Advantage Insurance
 

Advantage Insurance


When the policy holder dies the insurance company pays out a predetermined sum to the beneficiaries of the policy. In this respect it is similar to the term insurance, but there are two key differences: (i) there will be a payout even if you survive the term; and (ii) the policy amount builds up into a cash fund during the policy period, which is proportionately more than one would find in another type of policy.

You should always remember that this type of insurance product, although more attractive than the other types, is also more expensive. Experts advise against such a choice. They remind you that the main objective of insurance is to protect your family when you are no longer here. Mixing it with an investment venture would increase the risks. Term insurance should give you all the cover you need without costing too much.

Once you have decided which insurance route is best suited for you, you must then decide how much cover you need. Contact an insurance company, or consult your financial adviser if you have one. He will determine the level of cover that is appropriate for your financial situation both before and after you die.

Next you will have to fill out a proposal form. You will be asked questions ranging from your age and occupation to details about your health and any medical conditions that you currently have or have previously suffered from. It is in your interest to answer all questions fully and honestly.

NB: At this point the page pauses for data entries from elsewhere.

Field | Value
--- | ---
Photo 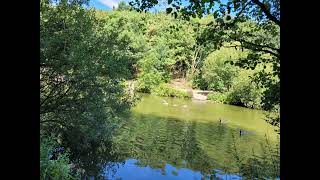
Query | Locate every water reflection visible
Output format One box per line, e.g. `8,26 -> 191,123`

104,113 -> 279,179
75,96 -> 280,180
106,159 -> 241,180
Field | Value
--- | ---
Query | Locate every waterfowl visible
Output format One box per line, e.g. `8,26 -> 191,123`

162,100 -> 169,105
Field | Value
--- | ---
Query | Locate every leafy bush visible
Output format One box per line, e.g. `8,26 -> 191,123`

40,138 -> 74,179
202,48 -> 245,92
137,72 -> 164,93
208,92 -> 227,103
226,70 -> 263,109
151,83 -> 192,98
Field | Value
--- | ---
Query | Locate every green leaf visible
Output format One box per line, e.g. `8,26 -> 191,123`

166,8 -> 172,14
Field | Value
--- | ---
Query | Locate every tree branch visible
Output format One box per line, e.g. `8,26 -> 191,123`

252,0 -> 280,26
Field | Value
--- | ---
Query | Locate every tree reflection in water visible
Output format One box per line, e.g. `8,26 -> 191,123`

74,113 -> 280,179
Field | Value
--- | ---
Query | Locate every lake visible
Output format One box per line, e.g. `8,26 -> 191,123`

99,94 -> 280,180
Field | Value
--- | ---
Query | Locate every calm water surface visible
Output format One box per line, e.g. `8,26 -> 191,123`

104,95 -> 279,180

Any inaccuracy or false information may jeopardise a future claim.

Now you need to consider the option of buying insurance either directly from the insurance company or through a middlemen/broker. You can buy life insurance either directly from the life insurance company, or from an insurance broker approved by the financial services authority (FSA).

Look up the phone directory or browse around on the net. Read the ads. You will soon find either a broker or an insurance company whose products match your needs. Some brokers operate independently, whilst some serve as 'consultants' or 'agents' to the insurance company.

Many insurance companies extend their reach through the appointment of such brokers and middlemen. These brokers would, in most cases, take care of all the procedural requirements for you, including helping you choose the right type of policy. They would even offer you a discount for the policy which you wouldn’t have got had you gone directly to the insurance provider. In a discounted life insurance you pay less on your premiums yet still receive the same level of cover.

The brokers are able to provide you a discount because the insurance company pays a commission to them, which they may, if they choose to do so, pass the benefit on to you.

The commission is paid to these middlemen as the insurance company makes a saving on the administrative costs. Also because the middlemen take work off them and introduce customers. But don’t expect discounted policies to be all that common. In practice however, things work out differently. If you were to take a policy directly form a provider, they would incur administration costs as would a broker. So your chances of getting a discounted price on your premium are few. Secondly, let’s not forget the insurance company is in the business for profit. So it would naturally set its charges at a level that ensures profit; which means increased cost of premium.

A broker would do something else that insurance companies would not: he would recommend that you review your term insurance policy and premiums after you’ve had one for a period of say five years or more. The broker knows that there is a possibility that changing a policy at this stage could dramatically reduce the premiums. Premiums increase as one gets older and besides it is much longer since you took that medical exam when you applied for the policy. With passage of time the risk increases for the insurer. So if you were to apply again for a new policy, and take a fresh medical exam, the insurer can see that you would be a better risk, thus you can cut your premiums.